Southern-Style Skillet Cornbread

Southern-Style Skillet Cornbread

Depending on how you like your cornbread is all about where you live in the United States. Southern cornbread recipes contain neither sugar nor flour, making them savory and made mostly with cornmeal. Northern Cornbreads tend to be more cake-like, on the sweet side (thanks to the sugar) and with a finer crumb due to more flour in the mixture. Being born and raised in Columbus, Ohio I grew up eating the latter cornbread. I like a piece of cornbread that holds its shape and doesn’t crumble in your hands. A piece of cornbread that’s sturdy enough to serve warm slathered with butter, or dipped in a bowl chili. :)

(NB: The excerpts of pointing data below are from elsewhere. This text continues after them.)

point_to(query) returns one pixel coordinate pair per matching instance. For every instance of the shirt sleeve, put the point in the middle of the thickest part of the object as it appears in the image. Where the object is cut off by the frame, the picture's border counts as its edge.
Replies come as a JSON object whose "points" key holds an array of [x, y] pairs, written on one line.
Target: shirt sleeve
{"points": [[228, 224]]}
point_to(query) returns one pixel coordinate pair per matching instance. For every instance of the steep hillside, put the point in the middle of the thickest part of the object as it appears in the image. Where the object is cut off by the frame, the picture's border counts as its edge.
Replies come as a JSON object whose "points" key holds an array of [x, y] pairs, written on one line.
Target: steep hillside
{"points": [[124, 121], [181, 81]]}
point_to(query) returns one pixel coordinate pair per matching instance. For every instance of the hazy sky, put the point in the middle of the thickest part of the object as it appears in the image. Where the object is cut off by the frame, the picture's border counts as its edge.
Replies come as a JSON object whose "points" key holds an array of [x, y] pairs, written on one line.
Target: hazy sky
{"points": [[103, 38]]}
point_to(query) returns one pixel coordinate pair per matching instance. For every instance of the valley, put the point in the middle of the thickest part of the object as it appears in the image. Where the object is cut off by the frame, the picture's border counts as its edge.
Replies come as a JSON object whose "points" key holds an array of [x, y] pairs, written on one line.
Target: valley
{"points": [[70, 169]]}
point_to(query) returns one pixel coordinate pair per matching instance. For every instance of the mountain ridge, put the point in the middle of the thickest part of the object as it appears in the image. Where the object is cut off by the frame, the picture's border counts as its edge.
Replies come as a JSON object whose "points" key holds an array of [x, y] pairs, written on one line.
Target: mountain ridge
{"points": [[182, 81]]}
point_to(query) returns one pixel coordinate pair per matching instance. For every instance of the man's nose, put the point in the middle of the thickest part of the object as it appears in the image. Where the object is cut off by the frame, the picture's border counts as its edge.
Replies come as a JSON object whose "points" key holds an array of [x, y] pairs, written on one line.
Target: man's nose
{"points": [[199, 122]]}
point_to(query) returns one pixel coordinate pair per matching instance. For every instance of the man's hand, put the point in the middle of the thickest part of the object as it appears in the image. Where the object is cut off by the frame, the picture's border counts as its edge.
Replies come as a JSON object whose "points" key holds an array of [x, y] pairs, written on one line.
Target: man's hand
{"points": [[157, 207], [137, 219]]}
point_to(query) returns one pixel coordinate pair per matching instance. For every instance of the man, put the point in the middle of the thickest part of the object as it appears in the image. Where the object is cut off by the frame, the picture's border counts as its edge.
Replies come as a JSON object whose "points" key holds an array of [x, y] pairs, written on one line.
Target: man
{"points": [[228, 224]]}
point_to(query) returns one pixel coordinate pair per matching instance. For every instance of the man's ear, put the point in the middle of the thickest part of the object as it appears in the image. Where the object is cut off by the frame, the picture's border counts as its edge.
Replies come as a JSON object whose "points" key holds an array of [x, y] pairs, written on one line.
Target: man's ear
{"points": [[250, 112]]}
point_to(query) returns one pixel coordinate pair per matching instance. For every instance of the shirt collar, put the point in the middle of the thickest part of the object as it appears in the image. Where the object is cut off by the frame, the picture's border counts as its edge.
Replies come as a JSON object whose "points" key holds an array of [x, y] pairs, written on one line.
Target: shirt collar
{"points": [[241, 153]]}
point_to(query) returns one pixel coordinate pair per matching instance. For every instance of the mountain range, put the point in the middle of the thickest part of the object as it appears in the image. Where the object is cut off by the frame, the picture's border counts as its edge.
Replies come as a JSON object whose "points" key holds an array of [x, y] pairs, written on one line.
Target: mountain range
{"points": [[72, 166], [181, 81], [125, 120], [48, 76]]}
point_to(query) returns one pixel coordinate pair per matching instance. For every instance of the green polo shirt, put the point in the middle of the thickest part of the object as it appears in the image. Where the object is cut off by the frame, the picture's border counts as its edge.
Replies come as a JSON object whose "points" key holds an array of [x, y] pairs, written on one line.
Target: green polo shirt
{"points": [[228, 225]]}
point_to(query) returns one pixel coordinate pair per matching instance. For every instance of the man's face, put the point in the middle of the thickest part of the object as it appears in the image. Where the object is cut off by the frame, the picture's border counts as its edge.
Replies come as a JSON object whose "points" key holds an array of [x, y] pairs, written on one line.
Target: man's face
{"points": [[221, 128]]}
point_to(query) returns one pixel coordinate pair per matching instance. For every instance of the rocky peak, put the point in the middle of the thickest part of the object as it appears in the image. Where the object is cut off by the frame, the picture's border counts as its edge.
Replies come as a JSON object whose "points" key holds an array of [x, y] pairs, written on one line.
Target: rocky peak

Southern-Style Skillet Cornbread

I’m a little embarrassed to admit that this is the first time that I’ve made Southern style cornbread. The first difference that I noticed was that Southern Style cornbread was baked in a scorching hot, greased cast-iron skillet as opposed to a cake pan. The second difference is that the Southern Style contains no flour or sugar. The cornmeal is also toasted to really let the corn flavor shine through. After trying this recipe I have to say despite the differences I am a fan of both types. I loved the potent corn flavor and tangy buttermilk of the Southern Style cornbread. I served this cornbread with Vegetarian Chili and it was perfect. I crumbled it right into the chili and it tasted incredible.

Southern-Style Skillet Cornbread

You begin this cornbread by preheating the skillet in a 450-degree oven until hot, about 10 minutes. This is a very important step that should not be overlooked, if the skillet is not hot the crust of the bread will be soft and pale rather than brown and crunchy. While the skillet is heating up, cornmeal is toasted in the oven until lightly golden. Toasting the cornmeal deepens its corn flavor dramatically. The toasted cornmeal is then combined with the buttermilk and allowed to rest for a few minutes while the oil is heated. Allowing the cornmeal and buttermilk to rest will soften the cornmeal. If you skip this step, the cornbread will retain its hard, crunchy texture in the finished bread. After the oil is heated, all but one tablespoon of hot oil is added to the cornmeal mixture, along with the baking powder, baking soda, salt, and eggs. The batter is then poured into a hot skillet and baked until the top begins to crack and the sides are golden brown. Allow the bread to cool in the skillet for 5 minutes before flipping out onto a wire rack and serving.

How do you like your cornbread? Are you a fan of the Southern Style or Northern Style Cornbread? I’d love to know in the comments below! :)

Southern-Style Skillet Cornbread

Yield: Serves 12

Ingredients:

2 1/4 cups cornmeal
2 cups buttermilk
1/4 cup vegetable oil
4 tablespoons unsalted butter, cut into pieces
1 teaspoon baking powder
1 teaspoon baking soda
3/4 teaspoon salt
2 large eggs

Directions:

1. Heat oven to 450 degrees. Heat 10-inch ovensafe skillet on middle rack for 10 minutes. Place cornmeal on rimmed baking sheet and bake set on lower-middle rack) until fragrant and color begins to deepen, about 5 minutes. Transfer hot cornmeal to large bowl and whisk in buttermilk; set aside.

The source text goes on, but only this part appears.